The question of “is it possible to short sell my house to a family member?” is a common question. Most people who wish to short sell their house to a friend or relative only have good intentions in mind. However, because of various reasons, most of the time the banks will not allow it. Though, there are exceptions if the factors are right. In this article we explain why the banks do not allow you to short sell your house to a family member or friends, and when the exceptions to the rule apply.

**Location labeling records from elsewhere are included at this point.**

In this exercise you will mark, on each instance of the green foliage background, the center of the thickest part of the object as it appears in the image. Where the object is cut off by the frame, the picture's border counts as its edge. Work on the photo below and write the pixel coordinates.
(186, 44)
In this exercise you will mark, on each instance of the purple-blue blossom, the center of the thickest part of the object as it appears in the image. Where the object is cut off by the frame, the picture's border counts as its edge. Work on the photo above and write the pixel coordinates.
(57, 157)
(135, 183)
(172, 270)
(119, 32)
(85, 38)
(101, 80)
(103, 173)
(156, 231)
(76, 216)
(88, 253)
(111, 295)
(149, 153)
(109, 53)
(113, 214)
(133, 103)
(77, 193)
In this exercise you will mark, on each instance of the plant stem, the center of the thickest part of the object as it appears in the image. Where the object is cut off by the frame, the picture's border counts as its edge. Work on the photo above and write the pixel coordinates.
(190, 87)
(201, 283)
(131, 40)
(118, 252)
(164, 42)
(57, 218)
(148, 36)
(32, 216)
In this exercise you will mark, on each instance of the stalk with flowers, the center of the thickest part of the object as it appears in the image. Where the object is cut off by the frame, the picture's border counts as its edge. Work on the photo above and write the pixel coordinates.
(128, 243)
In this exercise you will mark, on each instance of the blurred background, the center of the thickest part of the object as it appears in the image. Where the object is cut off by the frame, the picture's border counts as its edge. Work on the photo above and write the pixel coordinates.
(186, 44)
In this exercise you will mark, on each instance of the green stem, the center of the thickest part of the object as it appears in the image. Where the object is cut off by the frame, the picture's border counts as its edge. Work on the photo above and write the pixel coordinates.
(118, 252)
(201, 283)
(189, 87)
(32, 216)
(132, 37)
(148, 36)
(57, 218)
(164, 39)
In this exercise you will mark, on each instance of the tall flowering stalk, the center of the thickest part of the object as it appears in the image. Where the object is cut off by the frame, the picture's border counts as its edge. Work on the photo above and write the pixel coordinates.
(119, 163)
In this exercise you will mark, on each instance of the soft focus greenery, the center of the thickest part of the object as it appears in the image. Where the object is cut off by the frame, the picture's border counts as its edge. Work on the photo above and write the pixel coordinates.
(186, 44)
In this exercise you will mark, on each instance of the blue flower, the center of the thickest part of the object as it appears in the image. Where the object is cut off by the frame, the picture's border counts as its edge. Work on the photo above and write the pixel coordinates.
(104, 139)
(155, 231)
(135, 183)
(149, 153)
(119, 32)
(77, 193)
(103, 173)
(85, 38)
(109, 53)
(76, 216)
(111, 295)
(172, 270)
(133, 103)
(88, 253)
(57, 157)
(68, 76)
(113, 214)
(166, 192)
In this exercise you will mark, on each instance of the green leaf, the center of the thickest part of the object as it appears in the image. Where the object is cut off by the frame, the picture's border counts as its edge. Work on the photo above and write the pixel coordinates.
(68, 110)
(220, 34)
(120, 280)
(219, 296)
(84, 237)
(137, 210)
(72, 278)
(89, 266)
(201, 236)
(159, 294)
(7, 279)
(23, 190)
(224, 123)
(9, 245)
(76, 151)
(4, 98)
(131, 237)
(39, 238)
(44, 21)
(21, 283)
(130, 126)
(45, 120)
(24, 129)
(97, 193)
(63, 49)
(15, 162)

Bank’s view On Short-Selling A House To A Family Member
First of all, banks are not fond of short sales. This is because short sales reflect a loss on the balance sheets. So whenever a bank approves a house for short sale, a lot of effort is put into it so it will be sold in the market at a competitive price. To ensure this, banks usually require short sales to have an “arm’s length” rule. This is the primary reason that prevents you from selling your house to a friend or family member.

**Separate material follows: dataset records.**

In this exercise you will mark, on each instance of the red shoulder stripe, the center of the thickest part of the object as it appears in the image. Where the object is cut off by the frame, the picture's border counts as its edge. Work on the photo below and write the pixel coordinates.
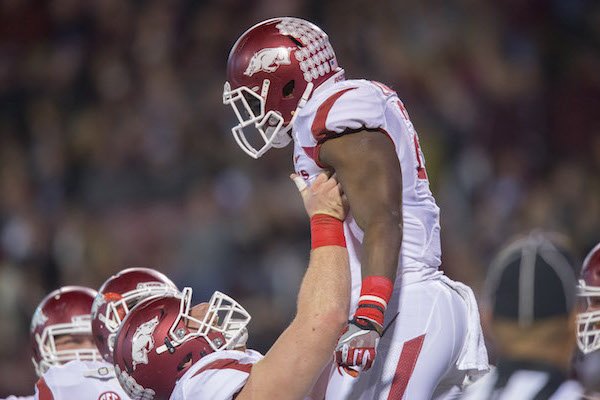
(44, 392)
(226, 363)
(318, 126)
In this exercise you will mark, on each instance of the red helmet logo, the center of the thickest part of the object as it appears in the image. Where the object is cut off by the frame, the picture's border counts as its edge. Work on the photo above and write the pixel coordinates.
(588, 320)
(109, 396)
(119, 294)
(272, 71)
(160, 339)
(268, 60)
(143, 341)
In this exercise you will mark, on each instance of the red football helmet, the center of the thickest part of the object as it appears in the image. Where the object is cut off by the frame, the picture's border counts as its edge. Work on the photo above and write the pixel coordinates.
(159, 340)
(588, 321)
(119, 294)
(271, 73)
(65, 311)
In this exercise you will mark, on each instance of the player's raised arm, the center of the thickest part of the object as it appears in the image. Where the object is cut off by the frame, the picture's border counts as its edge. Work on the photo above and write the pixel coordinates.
(368, 169)
(292, 366)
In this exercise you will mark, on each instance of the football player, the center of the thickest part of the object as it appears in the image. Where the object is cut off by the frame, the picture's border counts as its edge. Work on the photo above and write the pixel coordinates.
(119, 294)
(167, 349)
(64, 354)
(587, 364)
(284, 83)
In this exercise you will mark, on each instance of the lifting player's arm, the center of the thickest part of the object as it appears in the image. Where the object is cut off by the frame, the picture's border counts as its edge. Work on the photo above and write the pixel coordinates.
(368, 169)
(294, 363)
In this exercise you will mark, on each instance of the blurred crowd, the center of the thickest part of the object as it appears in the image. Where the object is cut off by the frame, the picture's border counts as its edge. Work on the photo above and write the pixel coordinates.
(115, 148)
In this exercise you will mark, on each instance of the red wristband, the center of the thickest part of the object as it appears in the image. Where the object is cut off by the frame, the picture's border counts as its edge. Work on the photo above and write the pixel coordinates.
(375, 295)
(326, 230)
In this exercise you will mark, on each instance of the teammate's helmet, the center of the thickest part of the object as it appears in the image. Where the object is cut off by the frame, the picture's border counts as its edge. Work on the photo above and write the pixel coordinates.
(65, 311)
(159, 340)
(588, 321)
(119, 294)
(271, 72)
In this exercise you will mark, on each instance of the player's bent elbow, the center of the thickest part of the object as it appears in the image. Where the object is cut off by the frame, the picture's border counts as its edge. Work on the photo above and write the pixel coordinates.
(333, 321)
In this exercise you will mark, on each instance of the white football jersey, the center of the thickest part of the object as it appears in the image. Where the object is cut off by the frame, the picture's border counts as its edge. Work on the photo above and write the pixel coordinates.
(94, 380)
(353, 105)
(217, 376)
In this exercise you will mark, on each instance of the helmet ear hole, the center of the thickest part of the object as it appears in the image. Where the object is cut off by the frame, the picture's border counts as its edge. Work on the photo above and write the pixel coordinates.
(288, 89)
(185, 363)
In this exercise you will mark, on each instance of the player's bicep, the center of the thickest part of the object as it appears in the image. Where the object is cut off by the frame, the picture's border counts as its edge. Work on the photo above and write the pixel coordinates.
(367, 166)
(292, 365)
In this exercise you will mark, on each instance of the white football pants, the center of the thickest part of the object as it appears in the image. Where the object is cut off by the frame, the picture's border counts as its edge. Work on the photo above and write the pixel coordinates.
(416, 358)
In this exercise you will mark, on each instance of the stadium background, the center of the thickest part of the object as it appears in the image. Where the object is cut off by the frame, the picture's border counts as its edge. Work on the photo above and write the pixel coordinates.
(115, 148)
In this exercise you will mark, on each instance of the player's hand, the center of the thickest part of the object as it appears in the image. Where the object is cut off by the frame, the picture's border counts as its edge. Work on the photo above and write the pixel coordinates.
(357, 347)
(324, 196)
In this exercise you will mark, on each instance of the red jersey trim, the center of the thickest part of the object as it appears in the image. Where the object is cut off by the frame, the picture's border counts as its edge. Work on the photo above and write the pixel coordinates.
(44, 392)
(318, 128)
(226, 363)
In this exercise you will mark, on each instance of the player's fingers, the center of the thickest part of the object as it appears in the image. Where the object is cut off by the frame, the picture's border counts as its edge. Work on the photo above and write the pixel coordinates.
(321, 178)
(299, 181)
(329, 184)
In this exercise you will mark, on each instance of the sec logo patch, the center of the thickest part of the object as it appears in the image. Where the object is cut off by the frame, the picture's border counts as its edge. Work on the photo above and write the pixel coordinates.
(109, 396)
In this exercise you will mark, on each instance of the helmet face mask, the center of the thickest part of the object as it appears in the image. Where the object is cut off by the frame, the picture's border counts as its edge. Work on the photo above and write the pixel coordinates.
(270, 129)
(222, 325)
(118, 295)
(160, 339)
(588, 318)
(51, 356)
(271, 73)
(63, 312)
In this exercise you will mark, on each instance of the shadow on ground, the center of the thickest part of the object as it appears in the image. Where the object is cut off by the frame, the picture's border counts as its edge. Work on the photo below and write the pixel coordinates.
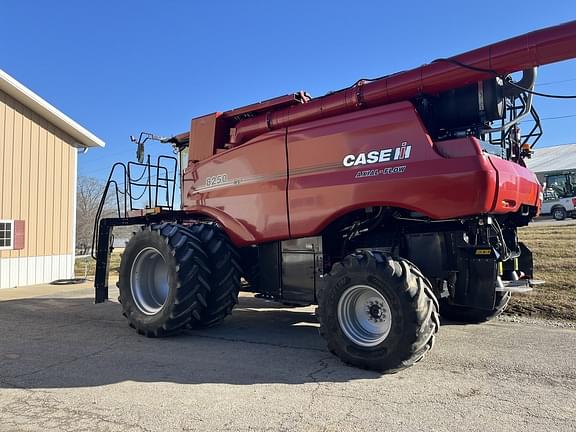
(70, 342)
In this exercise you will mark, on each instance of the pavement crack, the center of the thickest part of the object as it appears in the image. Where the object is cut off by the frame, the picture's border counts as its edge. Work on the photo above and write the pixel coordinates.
(69, 361)
(247, 341)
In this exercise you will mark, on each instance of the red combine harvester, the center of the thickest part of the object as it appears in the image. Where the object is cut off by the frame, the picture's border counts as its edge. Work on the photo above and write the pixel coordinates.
(386, 203)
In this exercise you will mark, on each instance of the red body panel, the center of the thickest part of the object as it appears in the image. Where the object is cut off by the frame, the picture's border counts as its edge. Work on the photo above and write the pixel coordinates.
(253, 193)
(262, 195)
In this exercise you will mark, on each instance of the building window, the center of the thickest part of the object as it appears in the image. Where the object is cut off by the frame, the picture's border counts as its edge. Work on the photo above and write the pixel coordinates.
(6, 234)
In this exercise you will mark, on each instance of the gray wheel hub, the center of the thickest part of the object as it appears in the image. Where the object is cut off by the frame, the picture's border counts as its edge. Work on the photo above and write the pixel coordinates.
(149, 281)
(364, 315)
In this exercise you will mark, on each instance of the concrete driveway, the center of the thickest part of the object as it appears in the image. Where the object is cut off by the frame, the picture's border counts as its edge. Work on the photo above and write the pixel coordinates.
(69, 365)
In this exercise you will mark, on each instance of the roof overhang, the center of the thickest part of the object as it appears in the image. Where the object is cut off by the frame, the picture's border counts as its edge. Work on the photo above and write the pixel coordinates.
(82, 136)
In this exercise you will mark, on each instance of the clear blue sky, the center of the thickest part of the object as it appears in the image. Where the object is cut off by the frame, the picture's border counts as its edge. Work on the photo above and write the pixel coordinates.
(120, 67)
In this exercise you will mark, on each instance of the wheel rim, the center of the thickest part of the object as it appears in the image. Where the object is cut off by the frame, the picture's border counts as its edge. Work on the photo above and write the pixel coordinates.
(149, 281)
(364, 315)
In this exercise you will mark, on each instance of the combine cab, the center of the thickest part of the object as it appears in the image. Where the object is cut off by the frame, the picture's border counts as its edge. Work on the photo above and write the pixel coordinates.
(387, 204)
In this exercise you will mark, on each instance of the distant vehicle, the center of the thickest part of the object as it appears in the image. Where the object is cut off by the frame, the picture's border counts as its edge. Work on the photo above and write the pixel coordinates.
(560, 196)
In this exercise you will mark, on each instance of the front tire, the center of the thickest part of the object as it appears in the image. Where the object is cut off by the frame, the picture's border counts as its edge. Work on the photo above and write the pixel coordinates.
(224, 263)
(377, 313)
(163, 280)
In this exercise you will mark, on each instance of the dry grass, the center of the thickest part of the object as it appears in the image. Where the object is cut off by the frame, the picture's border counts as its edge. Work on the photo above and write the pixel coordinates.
(553, 249)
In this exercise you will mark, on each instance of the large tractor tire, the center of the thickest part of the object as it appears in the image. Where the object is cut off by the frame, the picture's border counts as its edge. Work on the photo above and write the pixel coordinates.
(377, 313)
(164, 280)
(470, 315)
(224, 263)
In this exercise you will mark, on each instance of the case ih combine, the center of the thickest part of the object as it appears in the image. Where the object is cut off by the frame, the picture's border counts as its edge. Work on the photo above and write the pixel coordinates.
(386, 203)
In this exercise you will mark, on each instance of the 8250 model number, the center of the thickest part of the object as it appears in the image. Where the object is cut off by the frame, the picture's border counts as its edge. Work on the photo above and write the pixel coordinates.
(216, 180)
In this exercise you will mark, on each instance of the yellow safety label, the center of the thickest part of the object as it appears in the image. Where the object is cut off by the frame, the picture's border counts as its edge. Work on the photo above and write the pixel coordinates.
(483, 251)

An arm’s-length transaction is defined as an agreement involving individuals or parties with no special connection with each other. For example, the two parties must not be related; the two parties must not have any kind of business transaction outside the current transaction; the two parties do not have an undisclosed special agreement related to the current transaction.
Exceptions To The Rule
When you sell your house on a short sale, it is common for banks include an arm’s-length rule. However, there is nothing stopping you from asking the bank if your situation has a possibility of an exception. In fact, you have nothing to lose if you ask the bank for one.

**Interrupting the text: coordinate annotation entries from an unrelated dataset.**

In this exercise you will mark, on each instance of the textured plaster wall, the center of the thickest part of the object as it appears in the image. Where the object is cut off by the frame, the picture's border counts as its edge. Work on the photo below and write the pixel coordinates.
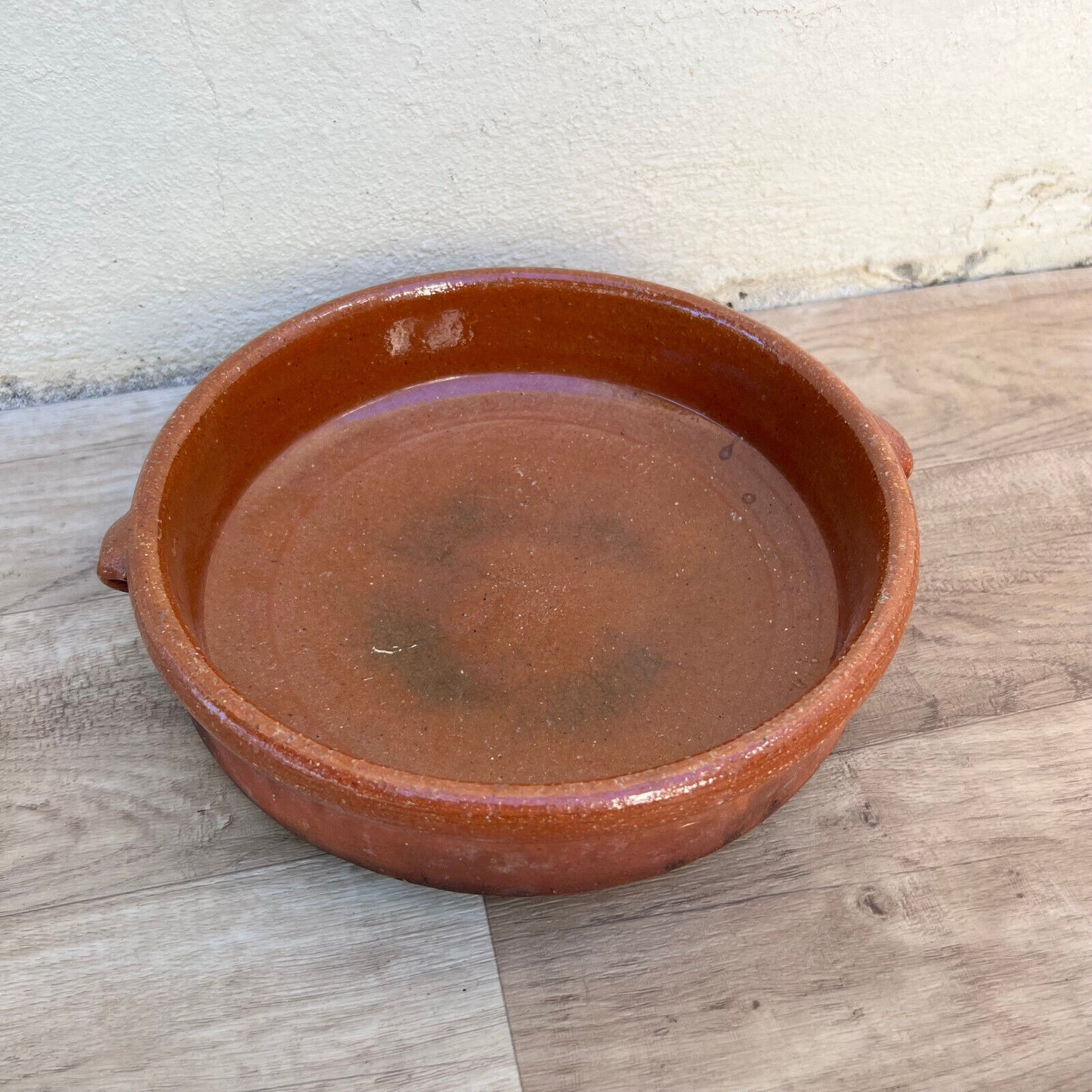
(177, 176)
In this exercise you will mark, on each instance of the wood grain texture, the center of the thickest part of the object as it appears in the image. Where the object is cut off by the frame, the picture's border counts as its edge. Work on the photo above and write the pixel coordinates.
(974, 370)
(920, 915)
(159, 932)
(312, 974)
(1003, 620)
(911, 920)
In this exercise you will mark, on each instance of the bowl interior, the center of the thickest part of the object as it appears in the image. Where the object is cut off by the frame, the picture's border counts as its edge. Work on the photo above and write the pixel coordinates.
(628, 599)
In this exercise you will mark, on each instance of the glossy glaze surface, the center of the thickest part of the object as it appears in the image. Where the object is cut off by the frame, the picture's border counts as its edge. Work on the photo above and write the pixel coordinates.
(517, 578)
(846, 466)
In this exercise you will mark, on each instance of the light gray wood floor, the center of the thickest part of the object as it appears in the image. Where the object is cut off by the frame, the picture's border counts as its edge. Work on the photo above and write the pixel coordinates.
(920, 915)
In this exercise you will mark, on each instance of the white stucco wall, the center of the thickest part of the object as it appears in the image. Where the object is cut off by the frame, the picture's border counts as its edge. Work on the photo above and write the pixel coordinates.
(177, 176)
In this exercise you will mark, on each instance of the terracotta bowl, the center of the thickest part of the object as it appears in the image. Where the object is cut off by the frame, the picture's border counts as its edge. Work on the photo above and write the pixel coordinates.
(517, 580)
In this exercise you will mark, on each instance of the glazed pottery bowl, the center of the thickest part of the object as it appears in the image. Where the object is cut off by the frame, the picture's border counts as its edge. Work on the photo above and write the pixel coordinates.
(519, 580)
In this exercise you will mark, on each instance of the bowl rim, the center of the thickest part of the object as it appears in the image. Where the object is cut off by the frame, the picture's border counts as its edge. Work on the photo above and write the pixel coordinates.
(735, 766)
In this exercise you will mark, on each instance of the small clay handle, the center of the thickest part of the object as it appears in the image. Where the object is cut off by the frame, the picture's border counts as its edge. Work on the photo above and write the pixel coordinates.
(114, 556)
(897, 441)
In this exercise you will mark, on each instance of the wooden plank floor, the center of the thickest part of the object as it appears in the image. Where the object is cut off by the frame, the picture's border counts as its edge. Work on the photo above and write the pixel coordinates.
(920, 915)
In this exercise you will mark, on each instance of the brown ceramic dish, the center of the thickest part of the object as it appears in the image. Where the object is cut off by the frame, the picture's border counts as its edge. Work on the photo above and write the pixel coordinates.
(520, 581)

In reality, the bank is not concerned who is buying your real estate, whether they are a family member, friend, investor or agent. The only thing that the bank is interested is getting the best price for your house, preferably above the market price as this will be beneficial for them.
It is possible for the bank to allow the short sale of your property to a family member
It is possible for the bank to allow the short sale of your property to a family member if you can prove, through appraisal or proper documents, that your family member who wants to purchase the property is paying a competitive price or above the price of other interested parties. By going the extra mile, you’ll demonstrate to the bank that they are getting the best deal possible.
One of the major reasons why a relative wants to short sale a house to a friend or relative is because they do not want the current relative who is residing in the house to move out. In such cases, it’s possible for the relative the rent or purchase another house in the same neighborhood if a short sale is not possible. The kids would still be able to go to the same school and remain in the same neighborhood. The process of moving would be relatively easy. Also, any plans of arrangements on the current property, whether long-term ownership or rent, may be applied to the new house.
Importance Of Following The Rules
In most circles, if you short sale your house that comes with an arm’s length rule to a friend or relative, then it is considered short sale fraud. The responsibility of scrutinizing a short sale for a possible fraud falls on the Federal National Mortgage Association. The seller is usually required by the bank to sign an agreement that he/she is not related or associated with the buyer. This agreement is considered as a legal and binding agreement, thus it is subject to legal scrutiny. If the seller signs the agreement and continues with a short sale to a friend or relative, then the seller may be legally charged with breach of contract or fraud.
Reasons For The Arm-length rule
As mentioned before, most parties that are interested in short selling a property to a friend or relative only have good intentions in mind. It could be that they don’t want their friend or relative to move out of the house. However, you must also take into consideration the bank’s position. Aside from the reason of getting a competitive price for the house, and arm’s-length rule is applied as a means of curbing mortgage fraud.
What the banks are trying to avoid is the seller profiting from the transaction while they are having a loss on their balance sheet. To elaborate, the seller makes an undisclosed agreement with a friend or relative, who is going to purchase a house. After the transaction, the buyer will then transfer the title back to the seller. In such situation, the purchasing party is nothing more than a “straw buyer”.
To look at it at a different perspective, the original seller just repurchased the property at a significantly lower price. This will greatly benefit the seller, and banks do not like this idea. Most of the time, the banks considered this as a win-loss situation, and they are on the losing side. Most banks are not fond of allowing the short-sale seller to benefit from the transaction. If they did want the seller to benefit, then they would have approved a loan modification in the first place.
Arm’s-length Affidavit Specifics
It is typical for banks to create their own arm’s-length affidavits. As a result, the specifics may vary from one bank to another. However, there are common points in most arm’s-length affidavits. Below are a few of them:
- Includes names of the agents, buyers and sellers
- Includes the property address
- All parties related to the short sale contract must not be a business associate or family member.
- No special agreements or special terms made by the seller, buyer and/or agents.
These are only a few of the common denominators of most arm’s-length affidavits. If you want to know more about the exact details of the short sale, then it’s best that you talk to your bank or lender.
In summary, the short answer to the question “can I short sell my house to a family member?” is no. The reason being is that banks usually include an arm’s-length transaction to a short sale contract which makes short selling to a family member illegal. The reason why banks do this is to prevent the seller from benefiting from the transaction or curbing mortgage fraud. However, exceptions do exist and you have nothing to lose if you ask the bank for one.